I have a one-dimensional set of data points, of which I want to parameterise the probability density. I have reasons to believe that a Gaussian mixture model would be a good way to accomplish this, so I'm trying to use scikit-learn's GaussianMixture class to fit the parameters and weights of two Gaussian distributions.
Toy example:
import numpy as np
from sklearn.mixture import GaussianMixture
stdev_1 = 5
stdev_2 = 30
gaussian_data_1 = stdev_1 * np.random.randn(1000)
gaussian_data_2 = stdev_2 * np.random.randn(1000)
data = np.concatenate([gaussian_data_1, gaussian_data_2])
model = GaussianMixture(2)
data_2d = data.reshape((len(data), 1))
model.fit(data_2d)
print("Estimated means:", model.means_[:, 0])
print("Estimated stdevs:", model.covariances_[:, 0, 0] ** 0.5)
print("Estimated weights:", model.weights_)
The resulting model has reasonable estimates of two Gaussians. I put in means of zero, and standard deviations of 5 and 30, both with weights of 0.5 (both have 1000 data points), and it finds means of [-0.0715483 and -0.06263915], standard deviations of [ 5.46757321 and 30.77977466], and weights of [0.53427173 and 0.46572827].
So far so good.
However, in my application, I know that the underlying distribution is unimodal, and I really only want to find out which combination of (standard deviations and weights) fits best. Hence, I'd like to force this model to use the same means, for instance by simply passing it the mean myself, and having it only optimise the weights and standard deviations (variances).
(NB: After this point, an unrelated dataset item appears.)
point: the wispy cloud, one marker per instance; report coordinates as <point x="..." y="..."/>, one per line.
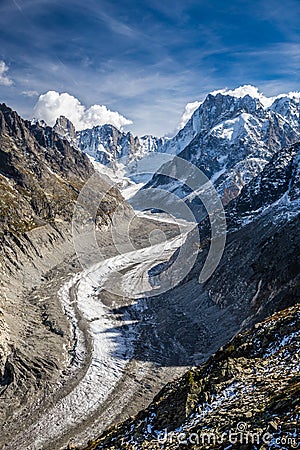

Is this possible with scikit-learn? The GaussianMixture class seems to be designed for classification, while I'm actually using it for the sake of parameterising a distribution, so it might be that there's a better solution that I'm not aware of.
If this is not feasible with scikit-learn, any suggestions on how to do this (Preferably with >2 Gaussians)?